The week after a blizzard churned the ocean along Scituate’s shores, residents said that there is not enough being done to protect the coast, and this most recent storm is only the latest reminder.
“The town has to have some money for these sea walls,” said David Ball, a member of the Scituate Seawall Committee. “They are bad and getting worse. People’s lives are at stake with a wall failure. . . . We saw that happen in 2010.” After a sea wall breached during a storm that year, two homes went up in flames.
Town officials appropriate approximately $200,000 annually for shoreline protection through a $2.2 million override passed in 2011, and have committed thousands more in capital budgets in each of the past four years.
But a group of residents has organized a citizens petition to appear on the April Town Meeting warrant that would allocate an additional $300,000 for sea wall fixes for this year.

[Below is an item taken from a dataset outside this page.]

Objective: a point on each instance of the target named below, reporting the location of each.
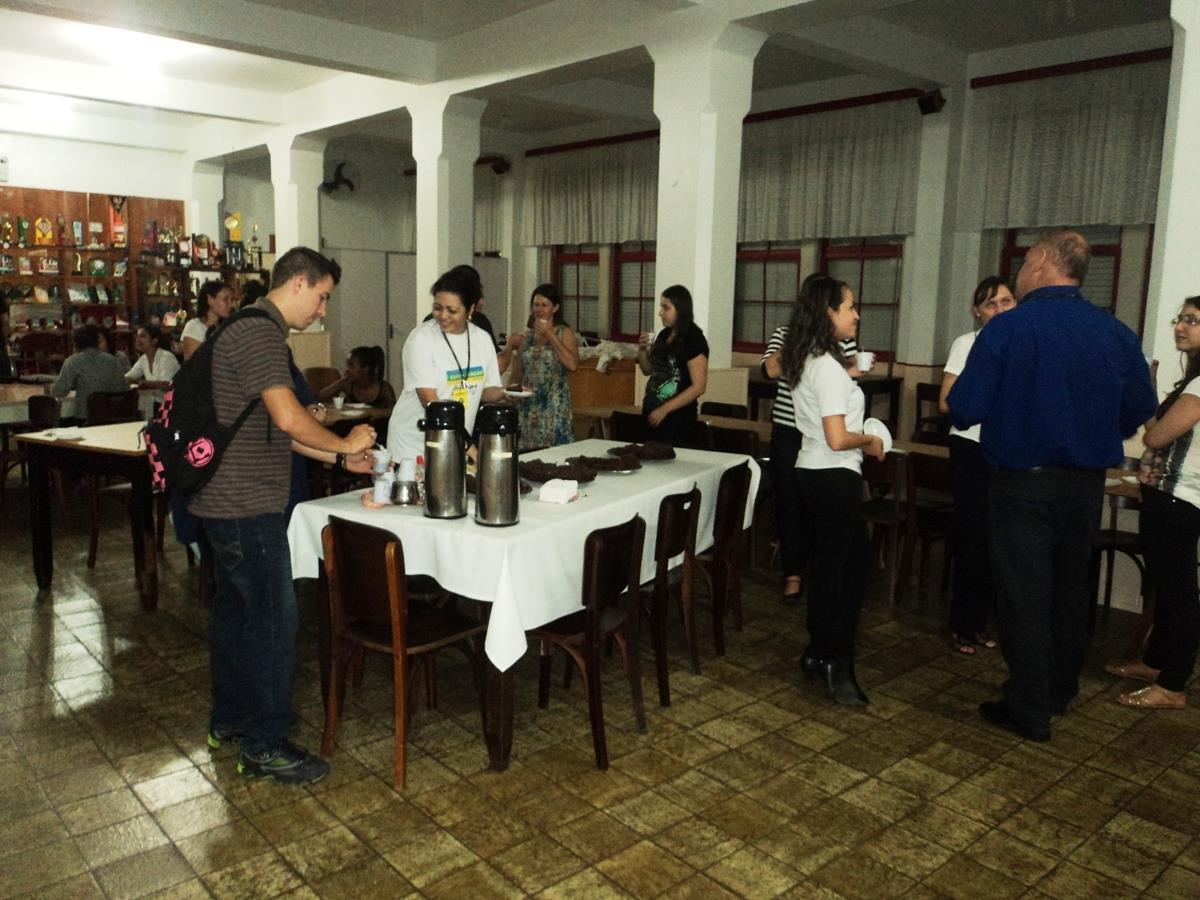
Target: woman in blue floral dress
(543, 357)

“We’re talking about having a fund available from now on of $500,000: $300,000 from the citizens article or a request the from sea wall committee, plus $200,000,” Ball said. “We feel $500,000 is a fairly conservative amount of money given the scope of the problem.”
Concrete sea wall fixes typically cost $1,000 to $2,000 a foot. On Scituate’s 27 miles of coastline, there are more than 9 miles of public and private sea walls, most of which are in fair or poor condition.

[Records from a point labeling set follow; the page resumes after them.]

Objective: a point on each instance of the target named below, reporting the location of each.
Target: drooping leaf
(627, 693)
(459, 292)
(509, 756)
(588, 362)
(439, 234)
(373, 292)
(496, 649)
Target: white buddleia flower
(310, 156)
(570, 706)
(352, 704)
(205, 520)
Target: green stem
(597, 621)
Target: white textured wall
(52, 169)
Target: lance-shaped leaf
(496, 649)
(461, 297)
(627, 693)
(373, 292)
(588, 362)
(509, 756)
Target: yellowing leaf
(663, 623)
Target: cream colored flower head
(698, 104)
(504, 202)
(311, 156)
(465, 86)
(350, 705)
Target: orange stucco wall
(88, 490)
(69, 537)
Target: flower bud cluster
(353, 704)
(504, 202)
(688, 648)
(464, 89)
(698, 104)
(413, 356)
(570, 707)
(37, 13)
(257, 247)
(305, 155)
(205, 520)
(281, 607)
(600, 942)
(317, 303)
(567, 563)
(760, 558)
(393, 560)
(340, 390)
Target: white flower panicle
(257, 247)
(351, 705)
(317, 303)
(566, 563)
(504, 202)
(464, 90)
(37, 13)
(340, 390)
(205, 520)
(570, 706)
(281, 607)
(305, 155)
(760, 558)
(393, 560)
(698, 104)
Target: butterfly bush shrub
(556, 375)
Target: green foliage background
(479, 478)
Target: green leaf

This latest storm has added to those woes, with damage estimates already exceeding $1 million.
The Scituate Seawall Committee is also going through the Capital Planning Committee process to get the additional $300,000, but said the citizens petition is a back-up plan in case the request fails.
The warrant is not clear on where that additional $300,000 would come from, but officials said if the article passes, it would have to come from both the town and school budgets.
“It’s going to come out of the school and out of the town department, so now the schools are going to have to come up with $200,000 of cuts and the town $100,000 of cuts to fund the extra $300,000 for sea walls,” said Tony Vegnani, acting chairman of the Board of Selectmen. “We don’t have an infinite pot of money.”
But Vegnani said sea wall fixes are on the agenda, and the board has showed it is sympathetic to coastal problems.
During the past three to four years, the town has dedicated more than $2 million to sea wall repair, Vegnani said, which included override funding, lighthouse fixes from the Community Preservation Committee, and $500,000 in the capital budget.
The town also has begun discussions to obtain some money from the state. Sea wall fixes are “not going to happen as quickly as we would like from local funding,” Vegnani said. “It has to come from somewhere else. That’s what we pitched to the governor. We have issues here that we need help with.”
Ball rejected the claim that the money would have to come from the school or town’s budget, and pointed to the money spent on such things as energy-saving measures and studies on economic growth.
According to Selectman John Danehey, taxpayers will ultimately decide how their money will be spent.
“Hard decisions are being made . . . sometimes you like them and like us, sometimes you don’t and you hate us. We’re trying to make those tough decisions,” he said.